Of this there could be no doubt. Several at that instant appeared at various distances.

The excitement of the moment had given the required stimulus to the captain’s nerves, and he was restored to sight.

I remembered the fruitless chase off Cape Horn, when the captain and those with him so nearly lost their lives, but this promised to be successful. The captain’s boat took the lead. His aim was to get up to one of the monsters of the deep just as it returned to the surface for breathing, as it would be some time before it could go down again, and before that interval many a harpoon and lance might be plunged into its body.

The captain soon took the lead; the men pulled as if their lives depended on it. Before they were half a mile away a whale rose just ahead of the captain’s boat. Springing into the bows, he stood, harpoon in hand, ready to strike.
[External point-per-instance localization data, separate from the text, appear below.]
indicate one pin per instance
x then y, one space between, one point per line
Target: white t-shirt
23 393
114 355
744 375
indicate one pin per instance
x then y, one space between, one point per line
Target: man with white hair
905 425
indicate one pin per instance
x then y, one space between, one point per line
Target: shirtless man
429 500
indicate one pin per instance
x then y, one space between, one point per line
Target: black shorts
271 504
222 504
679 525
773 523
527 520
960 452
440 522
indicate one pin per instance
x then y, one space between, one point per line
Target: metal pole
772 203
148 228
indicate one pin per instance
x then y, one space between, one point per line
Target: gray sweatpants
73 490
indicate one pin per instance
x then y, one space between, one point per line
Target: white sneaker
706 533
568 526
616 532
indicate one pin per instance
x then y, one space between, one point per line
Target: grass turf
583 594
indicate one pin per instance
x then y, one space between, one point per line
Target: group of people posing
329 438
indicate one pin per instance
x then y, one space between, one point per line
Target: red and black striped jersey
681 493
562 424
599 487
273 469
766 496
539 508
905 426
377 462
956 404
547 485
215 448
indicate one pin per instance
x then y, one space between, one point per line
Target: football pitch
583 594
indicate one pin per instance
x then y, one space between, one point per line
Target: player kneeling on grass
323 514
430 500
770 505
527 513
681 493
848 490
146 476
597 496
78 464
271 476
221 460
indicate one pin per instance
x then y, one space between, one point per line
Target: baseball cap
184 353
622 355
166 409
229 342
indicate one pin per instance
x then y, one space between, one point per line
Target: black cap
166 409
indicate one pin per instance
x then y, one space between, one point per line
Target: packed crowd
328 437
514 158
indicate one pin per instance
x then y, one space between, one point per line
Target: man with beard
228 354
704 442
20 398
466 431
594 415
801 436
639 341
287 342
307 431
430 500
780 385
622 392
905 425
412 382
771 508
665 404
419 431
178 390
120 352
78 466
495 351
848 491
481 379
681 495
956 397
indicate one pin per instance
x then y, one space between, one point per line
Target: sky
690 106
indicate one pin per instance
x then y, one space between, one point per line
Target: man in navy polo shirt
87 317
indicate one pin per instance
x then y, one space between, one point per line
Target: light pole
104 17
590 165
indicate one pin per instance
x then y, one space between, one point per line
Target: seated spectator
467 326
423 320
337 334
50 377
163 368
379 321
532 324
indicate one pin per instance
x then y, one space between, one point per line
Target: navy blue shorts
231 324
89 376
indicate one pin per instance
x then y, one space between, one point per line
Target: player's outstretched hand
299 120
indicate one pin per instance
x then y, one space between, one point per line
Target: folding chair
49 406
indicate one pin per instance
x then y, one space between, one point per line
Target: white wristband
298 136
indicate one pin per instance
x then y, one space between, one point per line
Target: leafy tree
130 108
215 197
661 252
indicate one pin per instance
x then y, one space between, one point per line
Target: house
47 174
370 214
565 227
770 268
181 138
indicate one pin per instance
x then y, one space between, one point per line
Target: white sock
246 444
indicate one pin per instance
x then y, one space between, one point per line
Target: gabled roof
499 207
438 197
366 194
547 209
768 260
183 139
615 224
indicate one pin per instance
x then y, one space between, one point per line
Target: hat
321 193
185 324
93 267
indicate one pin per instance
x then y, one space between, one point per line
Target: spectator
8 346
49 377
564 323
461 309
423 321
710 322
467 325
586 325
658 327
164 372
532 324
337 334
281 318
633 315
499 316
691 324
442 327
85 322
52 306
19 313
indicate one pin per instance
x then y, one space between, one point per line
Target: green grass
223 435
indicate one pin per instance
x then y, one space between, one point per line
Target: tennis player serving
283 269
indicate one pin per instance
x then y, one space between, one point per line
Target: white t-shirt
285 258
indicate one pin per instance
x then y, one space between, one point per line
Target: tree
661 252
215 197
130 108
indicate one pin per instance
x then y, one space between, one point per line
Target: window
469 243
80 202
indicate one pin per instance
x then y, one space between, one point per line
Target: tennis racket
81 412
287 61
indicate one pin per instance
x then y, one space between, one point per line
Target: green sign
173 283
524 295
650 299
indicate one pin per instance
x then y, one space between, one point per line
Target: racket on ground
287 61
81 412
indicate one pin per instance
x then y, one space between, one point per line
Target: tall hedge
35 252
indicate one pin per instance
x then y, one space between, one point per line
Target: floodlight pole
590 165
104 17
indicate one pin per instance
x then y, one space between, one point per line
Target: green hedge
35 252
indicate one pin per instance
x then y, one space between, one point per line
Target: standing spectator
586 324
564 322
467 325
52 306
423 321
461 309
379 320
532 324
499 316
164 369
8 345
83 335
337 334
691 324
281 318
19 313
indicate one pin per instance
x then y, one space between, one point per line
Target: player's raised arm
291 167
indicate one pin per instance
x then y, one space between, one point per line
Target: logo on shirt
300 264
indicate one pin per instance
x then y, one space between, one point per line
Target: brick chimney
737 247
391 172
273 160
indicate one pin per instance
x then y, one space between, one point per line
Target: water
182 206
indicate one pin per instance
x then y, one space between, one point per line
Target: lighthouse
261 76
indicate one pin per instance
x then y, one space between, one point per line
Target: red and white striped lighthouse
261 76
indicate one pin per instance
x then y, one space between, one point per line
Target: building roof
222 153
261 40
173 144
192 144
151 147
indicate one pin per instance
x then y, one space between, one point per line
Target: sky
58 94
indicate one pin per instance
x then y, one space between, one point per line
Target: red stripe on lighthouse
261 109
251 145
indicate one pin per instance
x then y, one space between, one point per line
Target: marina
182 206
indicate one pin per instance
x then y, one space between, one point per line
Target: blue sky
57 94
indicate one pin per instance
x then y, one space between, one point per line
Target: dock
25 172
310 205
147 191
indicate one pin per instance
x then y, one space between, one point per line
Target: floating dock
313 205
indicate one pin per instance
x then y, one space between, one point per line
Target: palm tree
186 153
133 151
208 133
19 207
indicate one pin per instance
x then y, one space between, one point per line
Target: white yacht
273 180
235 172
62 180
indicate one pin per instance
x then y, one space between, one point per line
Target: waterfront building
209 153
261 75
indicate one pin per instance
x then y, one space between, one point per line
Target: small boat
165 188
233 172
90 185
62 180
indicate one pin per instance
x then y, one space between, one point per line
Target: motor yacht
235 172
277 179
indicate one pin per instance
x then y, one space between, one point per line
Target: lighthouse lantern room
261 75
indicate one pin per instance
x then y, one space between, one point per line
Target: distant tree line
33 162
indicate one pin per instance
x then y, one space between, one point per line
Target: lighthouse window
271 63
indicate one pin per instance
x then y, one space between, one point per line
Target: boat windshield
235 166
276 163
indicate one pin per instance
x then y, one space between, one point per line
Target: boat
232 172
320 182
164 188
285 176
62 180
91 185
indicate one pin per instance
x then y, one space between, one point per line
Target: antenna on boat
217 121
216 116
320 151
Presently he was close up to the monster; the weapon flew from his grasp, followed by three lances hurled in rapid succession. The whale, feeling the pain, darted off. Another boat came up, and a second harpoon was made fast, while several more lances were plunged into its side.

Presently its enormous flukes rose in the air.

“He has sounded! He has sounded!” cried those on board.

The whale had dived, and the lines coiled away in the tubs ran rapidly out. The monster, however, had not finished its breathing, and soon after a second line had been secured to the first it came again to the surface. The boats pulled rapidly towards it, and the harpooners plied it with their lances. Presently we saw them pull away as if for their lives. The whale rose nearly out of the water, and began turning round and lashing the surface with its flukes, each blow being sufficient to destroy any boat and her crew within its reach.

“The monster is in its flurry,” I heard the doctor say. “It is ours to a certainty.”

He was right. After lashing the water into a mass of blood-tinged foam, it lay perfectly still.